フィンランド、エネルギー危機で原子力への態度に変化
(フィンランド)
ロンドン発
2022年12月15日
フィンランドのシンクタンクEVAは12月10日、同国のエネルギー事情に関する意識調査結果(注)を発表した。回答者の約7割が国内発電量増加のための最良の施策として、原子力発電所の追加建設を挙げた(2019年比25ポイント増)。原子力発電に対して否定的な者は10%、廃炉を求める者は4%と少数になっている。87%が原子力発電の段階的廃止を否定している。原子力発電所への態度の変化の背景には、今回のエネルギー危機の中で再生可能エネルギーの急激な増産だけでは対応しきれないとの見方があるとみられる。

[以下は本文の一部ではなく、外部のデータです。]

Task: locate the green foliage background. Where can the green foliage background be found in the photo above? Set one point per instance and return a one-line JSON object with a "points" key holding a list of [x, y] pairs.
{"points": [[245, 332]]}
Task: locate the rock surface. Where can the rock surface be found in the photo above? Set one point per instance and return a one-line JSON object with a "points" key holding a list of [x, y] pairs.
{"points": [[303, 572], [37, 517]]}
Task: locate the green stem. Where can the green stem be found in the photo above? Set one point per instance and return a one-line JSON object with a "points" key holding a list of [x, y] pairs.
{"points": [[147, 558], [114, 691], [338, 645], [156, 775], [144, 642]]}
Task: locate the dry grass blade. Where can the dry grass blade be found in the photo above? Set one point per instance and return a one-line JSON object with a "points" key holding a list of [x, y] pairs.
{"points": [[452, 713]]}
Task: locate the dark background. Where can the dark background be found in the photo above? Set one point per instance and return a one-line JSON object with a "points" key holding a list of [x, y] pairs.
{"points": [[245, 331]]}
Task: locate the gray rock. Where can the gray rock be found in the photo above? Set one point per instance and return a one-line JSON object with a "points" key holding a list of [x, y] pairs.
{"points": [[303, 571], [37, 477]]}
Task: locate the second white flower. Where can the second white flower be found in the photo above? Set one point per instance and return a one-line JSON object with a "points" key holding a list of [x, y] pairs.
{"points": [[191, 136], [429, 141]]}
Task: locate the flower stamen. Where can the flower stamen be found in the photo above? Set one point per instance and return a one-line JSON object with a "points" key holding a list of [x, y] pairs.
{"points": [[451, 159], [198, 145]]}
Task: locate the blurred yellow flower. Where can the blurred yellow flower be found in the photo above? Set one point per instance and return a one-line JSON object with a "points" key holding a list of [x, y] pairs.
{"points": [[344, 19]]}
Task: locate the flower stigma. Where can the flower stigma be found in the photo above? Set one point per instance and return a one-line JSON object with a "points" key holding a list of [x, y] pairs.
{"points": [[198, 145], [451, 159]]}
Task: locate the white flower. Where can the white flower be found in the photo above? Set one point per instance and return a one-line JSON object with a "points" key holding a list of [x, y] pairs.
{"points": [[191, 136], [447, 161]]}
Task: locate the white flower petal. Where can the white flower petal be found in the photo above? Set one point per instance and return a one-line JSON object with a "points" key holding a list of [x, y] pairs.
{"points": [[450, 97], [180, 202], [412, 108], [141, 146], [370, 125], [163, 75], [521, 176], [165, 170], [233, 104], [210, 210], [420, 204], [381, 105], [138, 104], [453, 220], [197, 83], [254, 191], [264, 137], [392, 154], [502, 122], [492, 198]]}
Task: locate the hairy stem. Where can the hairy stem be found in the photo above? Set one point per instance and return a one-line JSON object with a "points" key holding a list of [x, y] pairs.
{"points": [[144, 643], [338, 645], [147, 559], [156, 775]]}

また調査結果によると、ロシアからの電力輸入に対しては87%が否定的である一方、北欧諸国やエストニアからの電力輸入に対して69%が肯定的となっている。
さらに、燃料価格の上昇が、省エネや化石燃料からの脱却を促すとして肯定的にとらえる者が53%と半数を超えた。2020年春の調査では燃料価格の上昇を肯定的にとらえた割合は33%となっており、20ポイントの増加となった。
地場エネルギー企業は各国企業と連携
フィンランドのエネルギー企業フォータムとフランス電力(EDF)は12月8日、小型モジュール炉(SMR)および大規模発電所の設置に関し、協力機会を探るための協力枠組みに署名した。さらにフォータムは11月25日、ヘルシンキ市が保有するエネルギー企業ヘレンと原子力発電およびSMRに関する共同研究を開始することを発表した。いずれも、フォータムが実施する、フィンランドとスウェーデンでの原子力発電新設の要件調査の一環としている。フォータムは10月にも東京電力ホールディングスとの間で原子力分野に係るカジノ ゲーム 無料交換協定を締結、安全の向上に資する経験や実践事例を共有するとしている。

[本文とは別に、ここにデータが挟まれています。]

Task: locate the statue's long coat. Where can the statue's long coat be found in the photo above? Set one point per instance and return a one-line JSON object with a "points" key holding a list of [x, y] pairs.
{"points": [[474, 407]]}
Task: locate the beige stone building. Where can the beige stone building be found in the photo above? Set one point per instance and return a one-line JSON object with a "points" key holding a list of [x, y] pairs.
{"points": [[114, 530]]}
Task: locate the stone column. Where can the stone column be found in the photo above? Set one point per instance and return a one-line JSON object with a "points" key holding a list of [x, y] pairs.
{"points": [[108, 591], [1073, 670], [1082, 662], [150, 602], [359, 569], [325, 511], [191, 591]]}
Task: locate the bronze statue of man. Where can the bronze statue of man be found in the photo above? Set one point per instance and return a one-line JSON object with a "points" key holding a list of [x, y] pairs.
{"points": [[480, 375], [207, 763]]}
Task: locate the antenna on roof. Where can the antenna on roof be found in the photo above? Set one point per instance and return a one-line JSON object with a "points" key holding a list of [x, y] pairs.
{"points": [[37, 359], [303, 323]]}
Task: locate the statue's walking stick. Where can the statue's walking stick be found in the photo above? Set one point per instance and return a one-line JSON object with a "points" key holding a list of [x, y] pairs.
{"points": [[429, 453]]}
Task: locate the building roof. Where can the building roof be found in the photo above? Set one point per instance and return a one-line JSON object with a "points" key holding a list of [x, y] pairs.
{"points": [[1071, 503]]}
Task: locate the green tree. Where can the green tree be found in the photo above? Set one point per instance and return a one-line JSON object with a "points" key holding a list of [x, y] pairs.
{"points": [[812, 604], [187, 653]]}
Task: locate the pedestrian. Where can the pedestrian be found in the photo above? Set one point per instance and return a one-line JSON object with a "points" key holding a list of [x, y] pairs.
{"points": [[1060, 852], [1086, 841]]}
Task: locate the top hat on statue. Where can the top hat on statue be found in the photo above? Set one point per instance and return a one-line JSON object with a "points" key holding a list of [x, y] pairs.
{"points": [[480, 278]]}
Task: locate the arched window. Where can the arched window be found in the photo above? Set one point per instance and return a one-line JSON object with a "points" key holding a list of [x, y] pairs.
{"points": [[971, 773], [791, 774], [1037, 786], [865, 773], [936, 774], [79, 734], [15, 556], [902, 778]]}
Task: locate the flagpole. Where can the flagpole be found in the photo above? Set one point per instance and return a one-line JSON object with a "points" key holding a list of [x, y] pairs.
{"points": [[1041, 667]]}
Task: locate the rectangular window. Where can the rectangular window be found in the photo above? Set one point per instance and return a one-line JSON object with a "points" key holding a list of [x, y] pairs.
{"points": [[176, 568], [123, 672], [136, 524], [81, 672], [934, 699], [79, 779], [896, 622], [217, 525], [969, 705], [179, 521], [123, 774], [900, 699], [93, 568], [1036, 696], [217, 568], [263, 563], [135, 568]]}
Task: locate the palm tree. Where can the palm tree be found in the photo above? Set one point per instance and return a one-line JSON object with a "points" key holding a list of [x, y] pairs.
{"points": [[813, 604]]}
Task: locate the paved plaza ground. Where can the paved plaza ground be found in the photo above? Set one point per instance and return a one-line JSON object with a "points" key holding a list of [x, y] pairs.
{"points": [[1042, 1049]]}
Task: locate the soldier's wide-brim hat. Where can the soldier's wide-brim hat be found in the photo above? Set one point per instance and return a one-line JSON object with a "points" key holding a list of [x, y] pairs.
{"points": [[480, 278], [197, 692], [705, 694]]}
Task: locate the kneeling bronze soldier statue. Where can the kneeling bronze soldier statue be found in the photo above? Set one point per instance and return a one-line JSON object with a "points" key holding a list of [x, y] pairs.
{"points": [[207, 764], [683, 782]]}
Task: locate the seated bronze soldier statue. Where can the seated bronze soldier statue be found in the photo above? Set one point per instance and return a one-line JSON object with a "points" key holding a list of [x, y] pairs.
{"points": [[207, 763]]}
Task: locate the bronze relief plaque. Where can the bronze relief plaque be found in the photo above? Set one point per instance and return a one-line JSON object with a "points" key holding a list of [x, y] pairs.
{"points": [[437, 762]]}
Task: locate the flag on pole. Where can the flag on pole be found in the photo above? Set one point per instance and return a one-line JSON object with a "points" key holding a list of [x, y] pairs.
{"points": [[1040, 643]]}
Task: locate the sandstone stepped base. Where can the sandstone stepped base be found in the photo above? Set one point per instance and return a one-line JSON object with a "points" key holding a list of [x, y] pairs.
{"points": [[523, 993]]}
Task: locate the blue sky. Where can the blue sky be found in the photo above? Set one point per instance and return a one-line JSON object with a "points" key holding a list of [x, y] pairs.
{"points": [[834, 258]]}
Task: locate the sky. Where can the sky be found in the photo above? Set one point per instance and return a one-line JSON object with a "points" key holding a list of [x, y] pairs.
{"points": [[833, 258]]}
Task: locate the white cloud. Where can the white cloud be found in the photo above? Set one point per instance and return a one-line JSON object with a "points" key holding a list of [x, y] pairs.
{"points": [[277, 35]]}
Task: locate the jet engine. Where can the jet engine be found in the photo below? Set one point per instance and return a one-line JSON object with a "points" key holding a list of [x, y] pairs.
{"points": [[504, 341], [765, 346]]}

なお、ヘレンは2021年12月に、それまでの予定を早め、ヘルシンキの2つの石炭火力発電所について、それぞれ2023年4月と2024年4月に閉鎖することを発表し、カーボンニュートラルな発電への移行を加速させるとしている。
(注)オーランド諸島を除くフィンランド全国における、18歳から79歳までの2,088人からの回答に基づく。